La Chine, considérée comme la grande rivale des prêteurs multilatéraux, notamment en Afrique, fait partie, depuis décembre, des nouveaux pays contributeurs de l’Association internationale de développement (AID), l’organe de la BM qui prête à ces Etats.

Toutefois, cette nomination symbolique n’est pas tout à fait une première, nuance le spécialiste.

C’est la deuxième fois que M. Zoellick, arrivé début juillet, confie un poste à haute responsabilité à un représentant du Sud, après la nomination de l’ancienne ministre des Finances du Nigeria, Ngozi Okonjo-Iweala, comme directrice générale en charge des régions Afrique, Asie du Sud, Asie centrale et Europe.

Justin Lin n’est pas non plus le premier ressortissant chinois à obtenir un poste éminent à la Banque.

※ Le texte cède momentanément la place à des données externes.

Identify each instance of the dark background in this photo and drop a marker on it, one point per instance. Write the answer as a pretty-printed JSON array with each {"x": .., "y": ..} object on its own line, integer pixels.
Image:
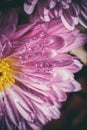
[{"x": 74, "y": 110}]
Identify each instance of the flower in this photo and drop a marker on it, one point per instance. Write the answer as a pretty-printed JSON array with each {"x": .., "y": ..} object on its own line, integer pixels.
[
  {"x": 71, "y": 13},
  {"x": 36, "y": 73}
]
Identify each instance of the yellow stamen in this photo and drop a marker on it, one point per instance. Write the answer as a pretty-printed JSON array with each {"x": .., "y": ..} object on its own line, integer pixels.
[{"x": 6, "y": 77}]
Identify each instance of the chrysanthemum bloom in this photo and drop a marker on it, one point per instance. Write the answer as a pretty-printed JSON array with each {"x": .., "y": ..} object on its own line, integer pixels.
[
  {"x": 36, "y": 73},
  {"x": 71, "y": 13}
]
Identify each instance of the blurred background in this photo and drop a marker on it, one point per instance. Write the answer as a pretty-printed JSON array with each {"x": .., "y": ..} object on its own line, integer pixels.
[{"x": 74, "y": 110}]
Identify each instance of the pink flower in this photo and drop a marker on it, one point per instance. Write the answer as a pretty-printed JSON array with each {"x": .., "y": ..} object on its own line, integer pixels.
[
  {"x": 71, "y": 13},
  {"x": 36, "y": 73}
]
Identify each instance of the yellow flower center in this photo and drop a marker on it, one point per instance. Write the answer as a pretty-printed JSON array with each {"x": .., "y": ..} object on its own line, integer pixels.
[{"x": 6, "y": 74}]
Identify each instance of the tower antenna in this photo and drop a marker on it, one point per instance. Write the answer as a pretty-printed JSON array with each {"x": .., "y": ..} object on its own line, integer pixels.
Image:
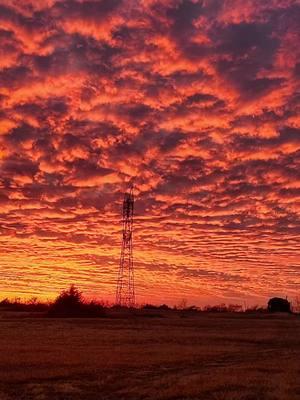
[{"x": 125, "y": 295}]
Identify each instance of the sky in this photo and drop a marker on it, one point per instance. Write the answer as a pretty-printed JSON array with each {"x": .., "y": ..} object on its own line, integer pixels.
[{"x": 195, "y": 102}]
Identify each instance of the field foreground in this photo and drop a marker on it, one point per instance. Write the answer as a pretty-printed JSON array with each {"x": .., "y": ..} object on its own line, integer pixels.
[{"x": 206, "y": 356}]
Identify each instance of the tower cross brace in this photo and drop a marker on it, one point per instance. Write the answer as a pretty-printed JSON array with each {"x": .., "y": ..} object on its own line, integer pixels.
[{"x": 125, "y": 295}]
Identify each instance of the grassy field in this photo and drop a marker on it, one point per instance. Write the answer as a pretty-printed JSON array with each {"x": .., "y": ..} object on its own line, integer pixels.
[{"x": 207, "y": 356}]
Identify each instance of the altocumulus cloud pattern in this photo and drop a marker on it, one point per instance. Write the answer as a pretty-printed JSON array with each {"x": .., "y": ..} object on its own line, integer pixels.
[{"x": 198, "y": 101}]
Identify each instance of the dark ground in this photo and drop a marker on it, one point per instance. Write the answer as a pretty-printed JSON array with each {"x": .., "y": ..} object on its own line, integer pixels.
[{"x": 204, "y": 356}]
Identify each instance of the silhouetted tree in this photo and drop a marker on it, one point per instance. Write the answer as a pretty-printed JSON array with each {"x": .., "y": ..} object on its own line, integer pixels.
[{"x": 70, "y": 303}]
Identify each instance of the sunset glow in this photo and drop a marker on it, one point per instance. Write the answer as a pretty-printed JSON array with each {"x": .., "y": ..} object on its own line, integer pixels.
[{"x": 195, "y": 102}]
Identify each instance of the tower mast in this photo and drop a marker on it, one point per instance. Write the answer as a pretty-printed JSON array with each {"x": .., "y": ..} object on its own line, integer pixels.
[{"x": 125, "y": 295}]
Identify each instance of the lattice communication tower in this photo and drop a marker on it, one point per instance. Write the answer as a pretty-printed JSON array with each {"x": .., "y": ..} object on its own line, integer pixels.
[{"x": 125, "y": 295}]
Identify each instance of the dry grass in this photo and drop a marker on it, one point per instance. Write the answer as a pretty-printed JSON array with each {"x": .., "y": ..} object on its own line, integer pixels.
[{"x": 217, "y": 357}]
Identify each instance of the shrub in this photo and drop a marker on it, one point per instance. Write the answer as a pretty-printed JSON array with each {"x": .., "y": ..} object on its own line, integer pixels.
[{"x": 70, "y": 303}]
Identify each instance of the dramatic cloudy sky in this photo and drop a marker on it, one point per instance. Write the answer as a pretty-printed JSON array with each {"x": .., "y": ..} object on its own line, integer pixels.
[{"x": 197, "y": 101}]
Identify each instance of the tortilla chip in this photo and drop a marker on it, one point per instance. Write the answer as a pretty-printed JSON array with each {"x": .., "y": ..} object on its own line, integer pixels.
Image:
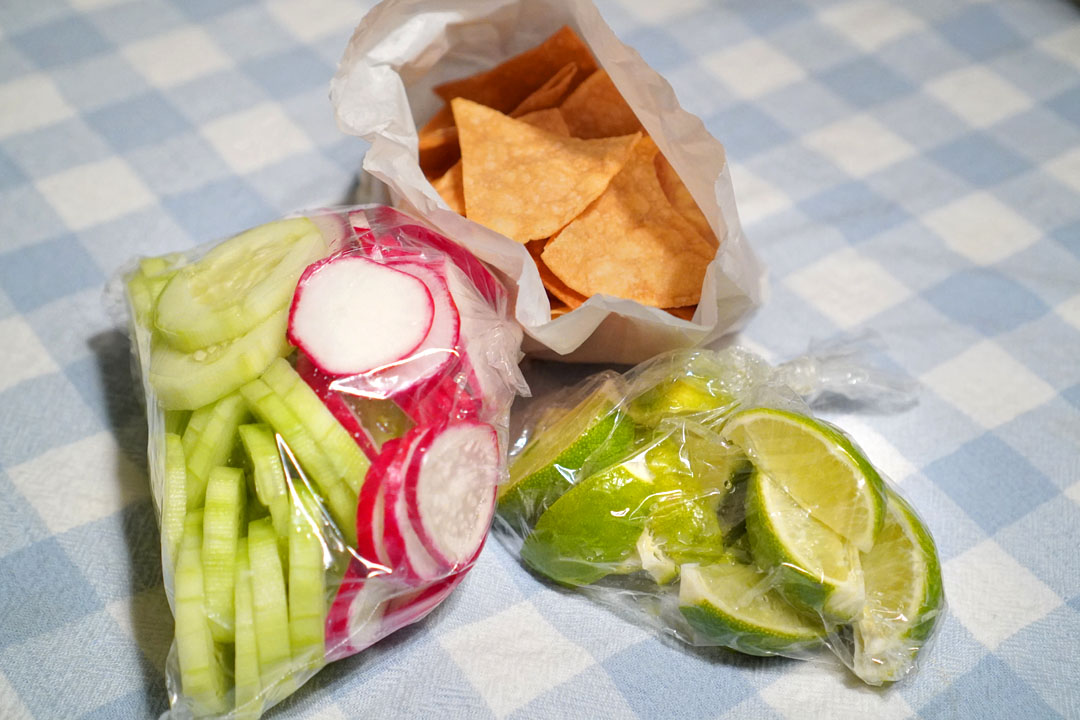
[
  {"x": 527, "y": 182},
  {"x": 680, "y": 199},
  {"x": 597, "y": 109},
  {"x": 505, "y": 85},
  {"x": 631, "y": 243},
  {"x": 450, "y": 189},
  {"x": 554, "y": 286},
  {"x": 550, "y": 94}
]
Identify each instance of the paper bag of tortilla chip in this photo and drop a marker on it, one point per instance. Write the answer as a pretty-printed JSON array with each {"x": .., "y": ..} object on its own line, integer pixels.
[{"x": 530, "y": 134}]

Sous la présidence de James Wolfensohn, Shengman Zhang occupait, dans les faits, le poste de numéro deux, se souvient M. Bradlow.

Qui plus est, le chef économiste n’a pas de pouvoir exécutif, fait valoir Mark Weisbrot, co-directeur du Center for Economic and Policy Research (CEPR).

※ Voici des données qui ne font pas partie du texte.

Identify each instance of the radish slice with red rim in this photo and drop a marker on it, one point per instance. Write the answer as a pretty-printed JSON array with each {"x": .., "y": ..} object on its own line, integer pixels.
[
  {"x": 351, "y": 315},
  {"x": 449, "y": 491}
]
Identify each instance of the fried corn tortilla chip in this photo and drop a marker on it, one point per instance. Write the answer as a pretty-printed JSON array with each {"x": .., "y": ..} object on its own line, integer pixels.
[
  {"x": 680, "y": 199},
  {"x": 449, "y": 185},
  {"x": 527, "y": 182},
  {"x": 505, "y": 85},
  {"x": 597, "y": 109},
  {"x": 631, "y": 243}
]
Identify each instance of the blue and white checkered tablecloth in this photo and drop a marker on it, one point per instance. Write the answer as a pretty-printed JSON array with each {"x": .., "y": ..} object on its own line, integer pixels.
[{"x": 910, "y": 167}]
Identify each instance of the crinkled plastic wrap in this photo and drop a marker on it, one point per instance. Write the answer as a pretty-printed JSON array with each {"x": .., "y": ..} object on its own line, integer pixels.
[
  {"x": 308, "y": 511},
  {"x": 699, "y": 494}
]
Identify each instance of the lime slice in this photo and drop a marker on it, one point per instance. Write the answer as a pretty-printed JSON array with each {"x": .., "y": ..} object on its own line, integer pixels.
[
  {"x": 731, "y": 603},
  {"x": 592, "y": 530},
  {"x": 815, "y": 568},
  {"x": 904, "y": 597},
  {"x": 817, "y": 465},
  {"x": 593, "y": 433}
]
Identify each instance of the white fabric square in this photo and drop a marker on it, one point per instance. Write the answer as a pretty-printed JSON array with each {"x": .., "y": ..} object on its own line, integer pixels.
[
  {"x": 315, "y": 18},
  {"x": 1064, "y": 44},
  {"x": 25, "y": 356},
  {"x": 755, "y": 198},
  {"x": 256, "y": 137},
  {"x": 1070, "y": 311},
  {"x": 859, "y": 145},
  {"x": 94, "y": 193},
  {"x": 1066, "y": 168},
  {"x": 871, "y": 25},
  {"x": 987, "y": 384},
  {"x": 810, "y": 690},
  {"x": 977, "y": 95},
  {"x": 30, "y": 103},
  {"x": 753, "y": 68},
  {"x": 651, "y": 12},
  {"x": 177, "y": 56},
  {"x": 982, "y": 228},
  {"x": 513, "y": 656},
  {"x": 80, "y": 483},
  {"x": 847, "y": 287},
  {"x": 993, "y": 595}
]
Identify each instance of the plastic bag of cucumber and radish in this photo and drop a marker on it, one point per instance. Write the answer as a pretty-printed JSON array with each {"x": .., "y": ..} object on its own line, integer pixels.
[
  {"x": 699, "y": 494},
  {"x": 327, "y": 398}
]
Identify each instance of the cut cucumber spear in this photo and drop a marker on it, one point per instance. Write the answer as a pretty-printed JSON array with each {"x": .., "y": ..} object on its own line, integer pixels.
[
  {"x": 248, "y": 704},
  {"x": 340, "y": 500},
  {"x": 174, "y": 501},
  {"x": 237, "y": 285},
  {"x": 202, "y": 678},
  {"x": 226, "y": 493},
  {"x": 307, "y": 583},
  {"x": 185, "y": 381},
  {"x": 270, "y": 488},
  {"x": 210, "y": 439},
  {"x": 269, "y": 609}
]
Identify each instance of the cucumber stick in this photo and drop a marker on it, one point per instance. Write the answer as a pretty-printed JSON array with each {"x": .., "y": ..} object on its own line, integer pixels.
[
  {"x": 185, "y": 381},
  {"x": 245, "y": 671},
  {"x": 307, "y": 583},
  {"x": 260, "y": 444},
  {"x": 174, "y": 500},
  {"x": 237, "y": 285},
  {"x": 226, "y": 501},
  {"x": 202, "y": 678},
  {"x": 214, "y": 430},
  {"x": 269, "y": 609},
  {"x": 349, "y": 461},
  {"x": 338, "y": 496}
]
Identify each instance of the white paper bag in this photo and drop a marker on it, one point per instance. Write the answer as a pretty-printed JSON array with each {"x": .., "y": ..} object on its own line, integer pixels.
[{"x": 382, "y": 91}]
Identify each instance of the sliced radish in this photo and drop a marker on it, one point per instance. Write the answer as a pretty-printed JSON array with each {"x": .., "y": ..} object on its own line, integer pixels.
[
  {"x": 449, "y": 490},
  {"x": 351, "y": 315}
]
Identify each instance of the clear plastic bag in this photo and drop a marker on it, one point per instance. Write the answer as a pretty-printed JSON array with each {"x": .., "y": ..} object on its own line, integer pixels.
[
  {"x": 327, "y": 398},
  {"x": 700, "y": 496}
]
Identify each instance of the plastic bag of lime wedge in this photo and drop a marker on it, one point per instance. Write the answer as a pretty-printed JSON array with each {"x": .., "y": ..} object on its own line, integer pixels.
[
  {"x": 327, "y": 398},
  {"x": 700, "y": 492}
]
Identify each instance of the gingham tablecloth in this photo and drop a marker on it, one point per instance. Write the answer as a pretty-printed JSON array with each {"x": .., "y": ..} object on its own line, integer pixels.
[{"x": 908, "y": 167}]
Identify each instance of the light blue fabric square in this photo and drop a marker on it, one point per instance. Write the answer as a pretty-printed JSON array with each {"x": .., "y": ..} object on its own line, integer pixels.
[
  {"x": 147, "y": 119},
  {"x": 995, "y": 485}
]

“Vous avez vu ce qui est arrivé lorsque Joseph Stiglitz, alors chef économiste, a essayé de faire avancer la Banque dans une direction un peu différente: ils se sont débarrassés de lui”, note-t-il en référence au départ tumultueux de celui qui n’était pas encore prix Nobel.

“Cela peut signifier que le programme de recherche de la Banque sera plus axé sur les préoccupations des pays émergents, par opposition aux pays plus pauvres”, concède M. Bradlow.

Mais, peu de bouleversements sont à attendre. Car, malgré ses origines et son parcours atypiques, Justin Lin, diplômé de la très orthodoxe université de Chicago, est le pur produit de l’idéologie libérale qui prévaut au sein des institutions de Bretton Woods, rappelle l’expert.

“L’économiste en chef de la Banque va à nouveau être un individu formé dans une université occidentale d’élite, et cela suggère probablement que ses opinions ne seront pas radicalement différentes de celles de ces prédécesseurs, et sans doute plus conservatrices que certaines”, conclut M. Bradlow.